THE Friends of North Road Railway Museum – it has many, as the upper or lower case may be – presented an illustrated talk by the excellent Mr Chris Nettleton on steam around York.

There was also a silent movie of the Stockton and Darlington Railway centenary celebrations in 1925. “If I’d had anything about me, I’d have brought someone to play the piano,” said Chris.

The main event would once itself have been a magic lantern display, then a slide show and was now a power-point presentation though Chris – a man who could probably not just build a steam engines, but teach it to sit up and beg – appeared to be having trouble with the mouse, the sort of thing that L/Cpl Jones (or was it Mr Yateman, the verger?) called the vicar’s clicker.

His enthusiasm can’t be faulted, though. In late-September 2013 he’d turned up precisely one year early for his own talk and had gently to be advised of a small fault in his timetable.

He’s a Sir Nigel Gresley man, holds several offices in the burgeoning Gresley Society, drives a car with the registration V2 HNG. Class V2s were Herbert Nigel Gresley’s most numerous design.

The last time we were in the museum, in Darlington, its future was uncertain. Now it’s been saved, or at least reprieved, attention turning to the neglected appearance of the brick train on Darlington’s outskirts. Down like a ton of bricks? Absolutely.

Chris, 72, was a train-spotter from childhood. Raised in Darlington, now in Eaglescliffe, he roamed the railways with his £25 Kodak, benign officialdom usually forgiving him his trespasses.

Many locos were named after racehorses. Lemberg, which forms the first part of Chris’s email address, won the 1910 Derby.

Others had names like Airborne, Herringbone, Robert the Devil and Night Hawk, though the latter became so familiar on diversions through Shildon that we dirty-kneed denizens called it something else entirely.

Another was called Gay Crusader. “It was a lovely name back then,” said Chris.

Many remained proudly pristine. The mucky ones, it was said, came chiefly from theNewcastle shed. If cleanliness is next to godliness, then Newcastle was Robert the Devil.

About 30 attended, the car park full, but the overflow overestimated. Remembering his train-spotting days, at least one had brought pop and sandwiches.

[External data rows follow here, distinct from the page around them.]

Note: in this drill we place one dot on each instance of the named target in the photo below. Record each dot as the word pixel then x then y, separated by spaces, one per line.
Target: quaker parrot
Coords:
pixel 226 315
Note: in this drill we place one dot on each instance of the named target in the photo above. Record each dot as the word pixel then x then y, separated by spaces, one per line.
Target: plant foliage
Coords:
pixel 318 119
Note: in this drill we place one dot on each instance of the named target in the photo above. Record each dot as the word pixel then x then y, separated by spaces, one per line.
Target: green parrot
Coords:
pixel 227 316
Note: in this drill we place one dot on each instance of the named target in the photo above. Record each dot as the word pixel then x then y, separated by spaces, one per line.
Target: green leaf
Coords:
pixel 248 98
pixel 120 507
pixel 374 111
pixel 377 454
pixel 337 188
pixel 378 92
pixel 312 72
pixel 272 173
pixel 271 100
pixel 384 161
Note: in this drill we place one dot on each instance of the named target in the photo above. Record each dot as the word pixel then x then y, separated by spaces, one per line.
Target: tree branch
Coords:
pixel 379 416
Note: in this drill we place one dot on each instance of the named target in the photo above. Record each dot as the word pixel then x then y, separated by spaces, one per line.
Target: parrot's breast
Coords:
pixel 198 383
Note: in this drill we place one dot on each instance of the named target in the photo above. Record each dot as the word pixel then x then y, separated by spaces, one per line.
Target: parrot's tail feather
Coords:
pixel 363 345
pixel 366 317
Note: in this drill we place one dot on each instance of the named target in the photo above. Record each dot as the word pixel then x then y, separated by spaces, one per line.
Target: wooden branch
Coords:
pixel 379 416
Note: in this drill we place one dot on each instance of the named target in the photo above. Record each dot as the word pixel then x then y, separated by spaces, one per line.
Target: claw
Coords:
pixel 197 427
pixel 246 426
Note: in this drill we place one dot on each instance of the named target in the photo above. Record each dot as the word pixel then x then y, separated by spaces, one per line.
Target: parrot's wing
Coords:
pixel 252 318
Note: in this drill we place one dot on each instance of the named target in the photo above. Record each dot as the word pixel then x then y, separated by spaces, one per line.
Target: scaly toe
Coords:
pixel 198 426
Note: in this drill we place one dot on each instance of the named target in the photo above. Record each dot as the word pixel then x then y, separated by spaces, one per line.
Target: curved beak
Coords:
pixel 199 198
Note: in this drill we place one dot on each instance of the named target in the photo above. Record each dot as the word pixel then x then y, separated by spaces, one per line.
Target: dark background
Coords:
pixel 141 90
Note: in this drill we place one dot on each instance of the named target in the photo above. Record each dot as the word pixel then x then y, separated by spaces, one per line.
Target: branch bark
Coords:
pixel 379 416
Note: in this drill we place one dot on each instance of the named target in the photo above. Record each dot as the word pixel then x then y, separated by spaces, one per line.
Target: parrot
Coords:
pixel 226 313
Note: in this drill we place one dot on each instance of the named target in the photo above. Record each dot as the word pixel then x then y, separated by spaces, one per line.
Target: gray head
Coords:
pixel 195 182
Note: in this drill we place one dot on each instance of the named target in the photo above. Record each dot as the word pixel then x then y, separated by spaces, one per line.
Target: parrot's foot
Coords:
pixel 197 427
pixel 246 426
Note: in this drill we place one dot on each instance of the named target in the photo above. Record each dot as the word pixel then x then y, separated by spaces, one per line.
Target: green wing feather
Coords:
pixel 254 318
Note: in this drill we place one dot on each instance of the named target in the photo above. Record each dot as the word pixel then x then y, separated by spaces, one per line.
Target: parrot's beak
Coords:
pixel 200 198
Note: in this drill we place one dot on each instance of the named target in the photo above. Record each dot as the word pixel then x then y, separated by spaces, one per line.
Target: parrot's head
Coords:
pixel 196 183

The unbefriended paid £2: memory line proved well worth the excursion.

WHEN it comes to joining things, I’m generally with Groucho Marx, who famously observed that he wouldn’t want to belong to any organisation that would accept him as a member. The Gresley Society is an honourable exception, and there’s big news afoot.

A statue of Sir Nigel, with a rather lower case mallard at his feet, will be unveiled at the reborn Kings Cross station on April 5, 2016, the 75th anniversary of the great man’s death.

He was chief mechanical engineer of the LNER, his offices at Kings Cross to be acknowledged in the attendant plaque. “Here were conceived handsome locomotives and beautiful trains.”

Mallard, of course, was the most celebrated of all – named, not wholly coincidentally, because Gresley would feed the mallard ducks on the moat of his Hertfordshire home.

It’s the feathered sort which will sit at his feet in the 120 per cent scale statue – the duck designed with strengthened internal supports in the certain knowledge that children will play on it. Sir Nigel steams yet.

YORK, said Chris Nettleton, was a train-spotters’ paradise. It’s thus nicely coincidental that the Stokesley Stockbroker not only sends a link to a BBC website about the train-spotting exhibition at the National Railway Museum, but that the man identified as “perhaps the world’s first train-spotter” is Jonathan Backhouse, one of Darlington’s finest.

An appropriate venue, we meet to discuss these things over a pint at the Station in Northallerton. The flat screen not only encourages folk to eat their puddings, but has an app link to the railway station departure board, a quick sprint away.

The exhibition, at any rate, includes Backhouse’s wildly enthusiastic letter to his sister following the opening of the Stockton and Darlington Railway. There’s a rather nifty drawing, too.

Since there’d only ever been one train, to claim that it made him a train-spotter seems about as fanciful as supposing that one swallow makes a summer.

Besides, Backhouse – banker, backer, Quaker and master of Polam Hall – was also the S&D’s treasurer. It certainly needed the money.